Bulgaria is strictly following the European rules for tackling African Swine Fever, Agriculture Minister Dessislava Taneva said in a television interview on July 27.
There has been sharp criticism of Bulgaria’s handling of the disease, including by the European Commissioner for Health and Food Safety, while the number of outbreaks of African Swine Fever in Bulgaria has reached 22, including at three industrial farms holding tens of thousands of pigs.
Media reports have questioned the appropriateness of mass burials of thousands of pigs, rather than incineration, raising concerns about risks to groundwater.
Taneva said that there was “road map” to tackle the disease.
“We only need to apply the rules as science in Europe and the world has discovered them. The point is to make sure we limit the damage from this. The truth is that we must be uncompromising with the disease. We will take steps with regard to the definition of sanitary zones and all risk factors there should be eliminated,” she said.
Taneva said that pigs at private farms are one of the main risks in spreading the infection.
July and August would be the peak of the disease, she said.
“Bulgaria is the 12th EU country in which the disease has entered. However, we are the state with the fewest outbreaks and the fewest affected holdings,” Taneva said.
She said that more restrictive measures against the spread of the disease would be forthcoming.
“We will tell people that they should kill their animals. The Czech Republic dealt with the problem because, on the territory of the whole country, besides wild pigs, it culled at the private farms immediately, in order to avoid the contagion reaching industrial pig farms.”
Taneva said that the burial sites were selected by experts, with no risks to soil and water.
All sites for the burial of humanely killed animals were chosen by a commission, acting in co-ordination with all departments involved in the protection of the environment, the regional inspectorate of environment and water and the basins directorate, she said.
“There is no other place where culled animals can be buried. This is also the safest way to deal with the disease,” Taneva said.

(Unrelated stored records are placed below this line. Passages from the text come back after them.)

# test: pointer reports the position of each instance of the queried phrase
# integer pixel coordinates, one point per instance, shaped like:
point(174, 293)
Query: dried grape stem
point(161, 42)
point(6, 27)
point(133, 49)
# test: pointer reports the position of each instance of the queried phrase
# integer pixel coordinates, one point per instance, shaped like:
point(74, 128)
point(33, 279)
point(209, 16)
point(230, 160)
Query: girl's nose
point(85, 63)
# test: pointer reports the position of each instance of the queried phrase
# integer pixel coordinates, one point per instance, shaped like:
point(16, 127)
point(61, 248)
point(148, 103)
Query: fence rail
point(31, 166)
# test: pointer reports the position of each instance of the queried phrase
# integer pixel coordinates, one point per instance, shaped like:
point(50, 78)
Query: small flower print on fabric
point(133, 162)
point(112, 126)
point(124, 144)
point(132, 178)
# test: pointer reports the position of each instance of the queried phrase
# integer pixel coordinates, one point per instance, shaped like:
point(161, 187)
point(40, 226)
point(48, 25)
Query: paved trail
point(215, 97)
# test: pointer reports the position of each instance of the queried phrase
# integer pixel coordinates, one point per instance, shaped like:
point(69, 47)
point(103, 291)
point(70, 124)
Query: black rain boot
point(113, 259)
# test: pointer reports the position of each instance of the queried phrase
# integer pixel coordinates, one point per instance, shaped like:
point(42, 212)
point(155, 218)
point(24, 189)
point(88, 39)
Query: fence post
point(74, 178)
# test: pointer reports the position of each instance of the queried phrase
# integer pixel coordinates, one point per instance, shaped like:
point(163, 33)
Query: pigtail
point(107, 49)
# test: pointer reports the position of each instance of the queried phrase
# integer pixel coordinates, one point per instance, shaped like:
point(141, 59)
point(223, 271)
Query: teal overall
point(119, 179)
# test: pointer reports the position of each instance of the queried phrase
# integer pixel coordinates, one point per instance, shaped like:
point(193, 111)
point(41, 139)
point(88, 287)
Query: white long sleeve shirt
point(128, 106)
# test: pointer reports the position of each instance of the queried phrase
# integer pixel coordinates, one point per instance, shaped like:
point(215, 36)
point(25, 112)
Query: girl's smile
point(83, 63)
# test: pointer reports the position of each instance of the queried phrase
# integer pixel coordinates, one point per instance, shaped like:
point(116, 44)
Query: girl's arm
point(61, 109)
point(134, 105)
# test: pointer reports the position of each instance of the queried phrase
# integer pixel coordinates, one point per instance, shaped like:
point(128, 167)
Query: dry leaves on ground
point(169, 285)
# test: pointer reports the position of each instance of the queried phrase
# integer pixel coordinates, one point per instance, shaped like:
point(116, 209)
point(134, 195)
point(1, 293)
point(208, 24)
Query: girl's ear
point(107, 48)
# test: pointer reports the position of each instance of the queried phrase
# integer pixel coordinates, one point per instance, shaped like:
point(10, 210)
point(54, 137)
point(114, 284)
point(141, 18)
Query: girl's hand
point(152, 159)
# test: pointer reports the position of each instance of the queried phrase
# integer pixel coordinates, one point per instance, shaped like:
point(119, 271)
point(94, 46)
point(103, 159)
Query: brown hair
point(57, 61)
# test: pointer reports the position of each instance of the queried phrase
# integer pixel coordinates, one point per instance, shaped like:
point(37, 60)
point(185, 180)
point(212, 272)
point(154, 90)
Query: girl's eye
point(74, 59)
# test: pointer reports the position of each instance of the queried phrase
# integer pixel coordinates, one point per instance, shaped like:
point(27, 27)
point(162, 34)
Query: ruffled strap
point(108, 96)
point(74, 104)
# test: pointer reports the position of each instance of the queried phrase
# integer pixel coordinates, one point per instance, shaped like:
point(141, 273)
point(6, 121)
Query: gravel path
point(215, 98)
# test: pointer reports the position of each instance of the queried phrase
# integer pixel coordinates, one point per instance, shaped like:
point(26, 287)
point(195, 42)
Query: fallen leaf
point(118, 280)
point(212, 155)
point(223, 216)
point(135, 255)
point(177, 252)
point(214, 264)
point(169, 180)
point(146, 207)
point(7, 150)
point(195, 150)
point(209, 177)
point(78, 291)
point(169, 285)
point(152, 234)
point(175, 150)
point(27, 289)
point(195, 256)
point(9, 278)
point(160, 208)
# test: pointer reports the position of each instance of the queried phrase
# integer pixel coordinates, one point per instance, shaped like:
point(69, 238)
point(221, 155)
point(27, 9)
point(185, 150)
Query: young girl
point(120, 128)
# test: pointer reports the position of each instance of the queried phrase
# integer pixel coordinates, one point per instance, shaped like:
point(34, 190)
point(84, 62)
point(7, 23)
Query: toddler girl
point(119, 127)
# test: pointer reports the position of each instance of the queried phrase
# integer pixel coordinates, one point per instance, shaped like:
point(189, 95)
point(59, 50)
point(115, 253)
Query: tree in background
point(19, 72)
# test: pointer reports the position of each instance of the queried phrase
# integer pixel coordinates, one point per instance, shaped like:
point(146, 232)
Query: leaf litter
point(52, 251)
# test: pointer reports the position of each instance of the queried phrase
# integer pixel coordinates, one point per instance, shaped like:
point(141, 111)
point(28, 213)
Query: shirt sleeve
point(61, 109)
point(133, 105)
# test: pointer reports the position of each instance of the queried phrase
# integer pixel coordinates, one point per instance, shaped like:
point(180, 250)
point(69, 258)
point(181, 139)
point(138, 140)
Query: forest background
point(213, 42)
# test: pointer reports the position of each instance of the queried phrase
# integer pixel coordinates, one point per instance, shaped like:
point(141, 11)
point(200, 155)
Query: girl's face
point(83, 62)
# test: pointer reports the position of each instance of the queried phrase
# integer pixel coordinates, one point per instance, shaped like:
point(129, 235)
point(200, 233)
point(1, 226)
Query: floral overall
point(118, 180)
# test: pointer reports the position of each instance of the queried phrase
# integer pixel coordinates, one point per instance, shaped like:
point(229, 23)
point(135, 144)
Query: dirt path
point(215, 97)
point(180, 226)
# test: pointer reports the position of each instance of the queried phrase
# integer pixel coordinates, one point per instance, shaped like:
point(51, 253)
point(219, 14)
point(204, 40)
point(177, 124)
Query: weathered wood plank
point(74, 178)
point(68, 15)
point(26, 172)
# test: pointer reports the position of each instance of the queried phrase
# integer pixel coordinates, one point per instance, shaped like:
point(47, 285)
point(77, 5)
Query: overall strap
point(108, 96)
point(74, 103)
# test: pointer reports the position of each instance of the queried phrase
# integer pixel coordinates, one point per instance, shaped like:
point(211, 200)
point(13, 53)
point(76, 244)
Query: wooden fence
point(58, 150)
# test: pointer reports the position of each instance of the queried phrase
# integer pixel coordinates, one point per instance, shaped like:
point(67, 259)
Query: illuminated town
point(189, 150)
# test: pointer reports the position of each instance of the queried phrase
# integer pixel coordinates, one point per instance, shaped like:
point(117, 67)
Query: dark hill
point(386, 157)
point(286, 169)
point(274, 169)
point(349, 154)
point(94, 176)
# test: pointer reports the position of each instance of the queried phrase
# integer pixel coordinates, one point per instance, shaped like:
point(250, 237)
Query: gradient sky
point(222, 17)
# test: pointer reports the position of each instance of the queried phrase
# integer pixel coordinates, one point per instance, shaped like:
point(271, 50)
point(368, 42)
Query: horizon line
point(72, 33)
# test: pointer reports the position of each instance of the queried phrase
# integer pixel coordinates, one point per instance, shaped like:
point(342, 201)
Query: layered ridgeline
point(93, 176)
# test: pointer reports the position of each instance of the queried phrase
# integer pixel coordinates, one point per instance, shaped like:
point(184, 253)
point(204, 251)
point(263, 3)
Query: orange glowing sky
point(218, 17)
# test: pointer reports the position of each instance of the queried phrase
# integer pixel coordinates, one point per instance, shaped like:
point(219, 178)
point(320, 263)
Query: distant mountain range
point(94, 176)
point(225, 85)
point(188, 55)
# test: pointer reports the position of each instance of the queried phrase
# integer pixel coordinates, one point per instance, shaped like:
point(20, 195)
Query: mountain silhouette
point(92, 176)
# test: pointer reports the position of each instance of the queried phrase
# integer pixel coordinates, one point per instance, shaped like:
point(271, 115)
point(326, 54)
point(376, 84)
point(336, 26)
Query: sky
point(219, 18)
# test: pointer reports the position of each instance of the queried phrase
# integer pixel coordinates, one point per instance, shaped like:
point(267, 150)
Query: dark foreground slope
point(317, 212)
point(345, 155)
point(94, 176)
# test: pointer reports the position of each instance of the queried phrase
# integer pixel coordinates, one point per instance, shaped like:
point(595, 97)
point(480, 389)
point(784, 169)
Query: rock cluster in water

A report on the evening of July 26 by bTV said that the culling of 40 000 pigs from an industrial farm in the village of Brushlen in the Rousse district had begun.
Some of the animals were, however, alive at the time of the burial, bTV said in a report from the site.
Not only that, but the people who were burying the animals were not wearing protective clothing. There were no signs to warn the public that the area was hazardous, the report said.
The site, near Slivo Pole, is metres from a grain-producing plant, a poultry farm and a motor vehicle workshop, according to the report.